You're reading: Energia holding initial negotiations on tourist trip around moon

Moscow, August 15 (Interfax-AVN) - The Energia Corporation is holding initial negotiations on a tourist trip around the moon onboard a Soyuz spaceship.

"We are holding initial negotiations on the commercial flight around the moon. The crew makeup, partners and project budget are on the agenda," Energia President Vitaly Lopota told Interfax-AVN on Monday.

Space Adventures announced in late January 2011 that it had sold to an individual one of the two tickets for the commercial flight to the moon aboard a Soyuz spaceship for $150 million. The company did not say who bought the ticket; it just hinted that the person was well known.

There had been reports claiming that movie director James Cameron, the maker of Titanic and Avatar, might be the first ‘lunar’ tourist. The reports were refuted.

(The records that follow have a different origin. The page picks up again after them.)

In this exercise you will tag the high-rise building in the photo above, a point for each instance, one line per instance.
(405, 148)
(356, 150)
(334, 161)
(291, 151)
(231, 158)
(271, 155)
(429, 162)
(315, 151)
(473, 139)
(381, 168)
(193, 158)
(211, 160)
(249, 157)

Space Adventures spoke about the lunar tourism option for the first time in August 2005. Back then the company offered tickets at $100 million each.

Energia, the designer and manufacturer of Soyuz manned spaceships, suggested two ways of a commercial flight to the moon.

It is possible to make separate launches of the Soyuz and the booster unit, to dock them on a low orbit, to fly to the moon with the help of the booster unit’s engine, to separate the Soyuz from the booster unit, to fly around the moon, to head back to Earth and to land. The trip will take from eight to nine days.

It is also possible to pay a visit to the International Space Station (ISS) before docking with the booster unit and flying around the moon. That flight may last from nine to 21 days.

An aerospace industry representative told Interfax-AVN earlier that the lunar modification of the Soyuz needed one unmanned test flight.

Space Adventures was established in 1998 as a company offering space flights to individuals. It has organized eight tourist trips to the ISS so far.